Is it not remarkable how our current situation is reawakening people to things that were being taken for granted? As a musician/educator, I am finding that people are coming back to music because they "have the time" and that it brings a sense of community in this time of separation. This is fantastic, and I hope that it offers hours, days, months, and years of enjoyment! I also hope that this newfound curiosity doesn't fizzle out when we are allowed to resume life as normal.
Most of my musician friends already know what we experience on a regular basis; particularly those of us that teach privately. However, for the lay-person, I think it may be good to have an understanding of why I have a sense of optimism and a generous helping of pessimism regarding music's future here in the USofA. You see, the number one excuse we hear when students don't practice is: "I didn't have time". When we discuss the lacking nature of a lesson with the parents, we are told that:"_______ didn't have the time to practice, because of...". Yet, when boiled down to the root, it comes down to one simple word: priorities.
My pessimism lies in the fact that for as long as I have been playing/professional, I have been confronted with time as the limiting factor to success. I am not sure if people really understand that most professional musicians spend years (not hours) meticulously refining our abilities. While I personally admit that I didn't work as hard as I should have, I still dedicated years of my life to learning the trumpet, learning to conduct, and learning the inner workings of music. When I say I tried shortcuts, believe me! I can firmly say that there are no shortcuts....unless you are a prodigy that is.
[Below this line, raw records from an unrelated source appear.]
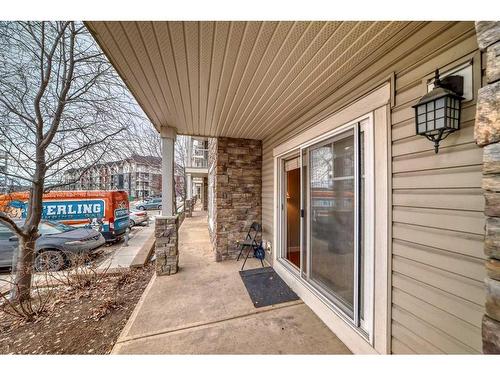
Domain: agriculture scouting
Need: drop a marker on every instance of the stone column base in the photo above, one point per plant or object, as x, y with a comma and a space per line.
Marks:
166, 246
188, 208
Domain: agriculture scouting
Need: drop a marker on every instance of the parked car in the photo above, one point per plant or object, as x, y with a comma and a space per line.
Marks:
57, 245
152, 204
137, 217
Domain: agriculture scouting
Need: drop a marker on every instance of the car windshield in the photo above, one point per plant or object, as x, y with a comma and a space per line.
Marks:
52, 227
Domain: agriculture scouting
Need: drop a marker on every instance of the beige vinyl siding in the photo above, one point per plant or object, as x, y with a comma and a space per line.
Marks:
438, 224
437, 204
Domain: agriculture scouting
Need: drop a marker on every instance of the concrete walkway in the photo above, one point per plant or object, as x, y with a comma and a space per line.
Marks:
205, 309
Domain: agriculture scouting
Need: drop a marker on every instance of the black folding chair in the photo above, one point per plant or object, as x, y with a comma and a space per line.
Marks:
250, 242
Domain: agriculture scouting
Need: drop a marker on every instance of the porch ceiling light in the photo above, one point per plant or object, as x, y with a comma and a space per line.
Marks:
437, 113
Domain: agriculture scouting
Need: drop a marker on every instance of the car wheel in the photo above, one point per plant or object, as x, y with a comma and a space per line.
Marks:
49, 261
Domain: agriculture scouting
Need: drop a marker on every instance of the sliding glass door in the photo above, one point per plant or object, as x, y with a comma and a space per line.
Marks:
335, 238
332, 218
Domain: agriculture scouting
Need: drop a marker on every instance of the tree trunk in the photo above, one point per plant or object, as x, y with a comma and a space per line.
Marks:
24, 268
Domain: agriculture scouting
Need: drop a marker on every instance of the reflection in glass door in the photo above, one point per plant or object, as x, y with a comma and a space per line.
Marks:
332, 200
292, 211
324, 210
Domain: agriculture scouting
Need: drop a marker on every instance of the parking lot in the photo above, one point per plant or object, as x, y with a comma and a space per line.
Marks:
109, 252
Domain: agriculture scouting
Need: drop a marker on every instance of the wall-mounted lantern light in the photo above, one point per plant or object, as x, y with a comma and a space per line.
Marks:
437, 113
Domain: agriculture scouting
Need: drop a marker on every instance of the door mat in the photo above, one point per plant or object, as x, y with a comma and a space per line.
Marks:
266, 288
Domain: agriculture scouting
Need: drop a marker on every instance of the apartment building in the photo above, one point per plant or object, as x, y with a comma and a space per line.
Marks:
138, 175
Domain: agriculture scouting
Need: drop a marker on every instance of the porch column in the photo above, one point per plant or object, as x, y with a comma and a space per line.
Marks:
189, 187
167, 225
487, 135
167, 171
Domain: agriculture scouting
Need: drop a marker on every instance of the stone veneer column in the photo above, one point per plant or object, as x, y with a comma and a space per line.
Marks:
487, 135
237, 167
166, 245
188, 208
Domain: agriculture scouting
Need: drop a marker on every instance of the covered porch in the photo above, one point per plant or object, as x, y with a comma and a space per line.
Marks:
205, 309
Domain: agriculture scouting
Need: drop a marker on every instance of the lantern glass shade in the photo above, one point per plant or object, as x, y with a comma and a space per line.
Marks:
440, 114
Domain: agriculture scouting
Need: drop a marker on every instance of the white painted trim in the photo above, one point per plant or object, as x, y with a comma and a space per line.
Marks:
374, 106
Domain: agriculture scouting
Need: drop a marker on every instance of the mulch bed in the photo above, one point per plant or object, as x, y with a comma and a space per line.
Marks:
77, 321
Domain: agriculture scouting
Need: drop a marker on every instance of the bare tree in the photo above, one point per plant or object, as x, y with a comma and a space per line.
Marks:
181, 149
61, 105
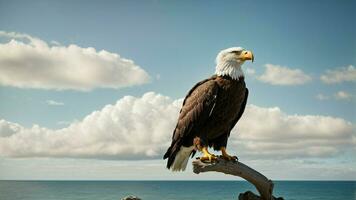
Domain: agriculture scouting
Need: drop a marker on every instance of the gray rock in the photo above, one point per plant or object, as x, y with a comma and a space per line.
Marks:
131, 197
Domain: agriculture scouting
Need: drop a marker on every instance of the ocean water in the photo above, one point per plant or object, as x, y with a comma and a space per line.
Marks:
170, 190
Unfortunately, pop music is littered with extremely successful people who got lucky by taking the shortcut of being musically illiterate. Paul McCartney, Michael Jackson, Dave Grohl, Eric Clapton, Elvis, and the list can go on and on. Their argument: notation limits my ability to engage. To me, this is the ULTIMATE SHORTCUT, but one that I can understand. Our notation system is complex, intimidating, and - in the music of virtuosic level - can be difficult to read! However, this is an argument for another post. What I think most people would be surprised with though is now much time these people put into learning their instrument. They found the time to make music more than a novelty. They put MORE than their fair share into learning because they needed to find a way to make music make sense to them. These players are not "Gods" as much as they are disciples of dedication, repetition, and passion. The secret is: You can be one too! The caveat: You have to make/find the time to take it seriously and do it! My point: I fear that this renewed interest in playing instruments will be short-lived because people continue to look at music as a novelty instead of an essential piece of our humanity. As soon as people can go out and do something easier, they will. And this is where my optimism kicks in: I hope that they remember the joy they felt while playing. I believe that if they remember the joy, they may be open to exploring new musical options. Sure, I find it hard to think that the three-minute pop song will ever be conquered by a Haydn symphony. However, I hope that people will consider it. Maybe instead of listening to an hour of top 40, people might listen to some jazz? My hope is that this pandemic unlocks a little bit of our humanity. That it unlocks a curiosity that humans are subduing in order to "feel" productive. Look where this sense of productivity has gotten us this far? Maybe a little curiosity won't kill the cat? Maybe it can open people to experiencing the emotions that music of different genres can offer. So, as you continue to watch the news and see people singing, using apps to do "virtual" ensembles, or have "virtual" concerts, just remember: you can be a participant, you can learn music, and - at the very least - you can at least try something new. Despite the new reality and the digital world closing around you, there is time! You only need to find it! Happy hunting!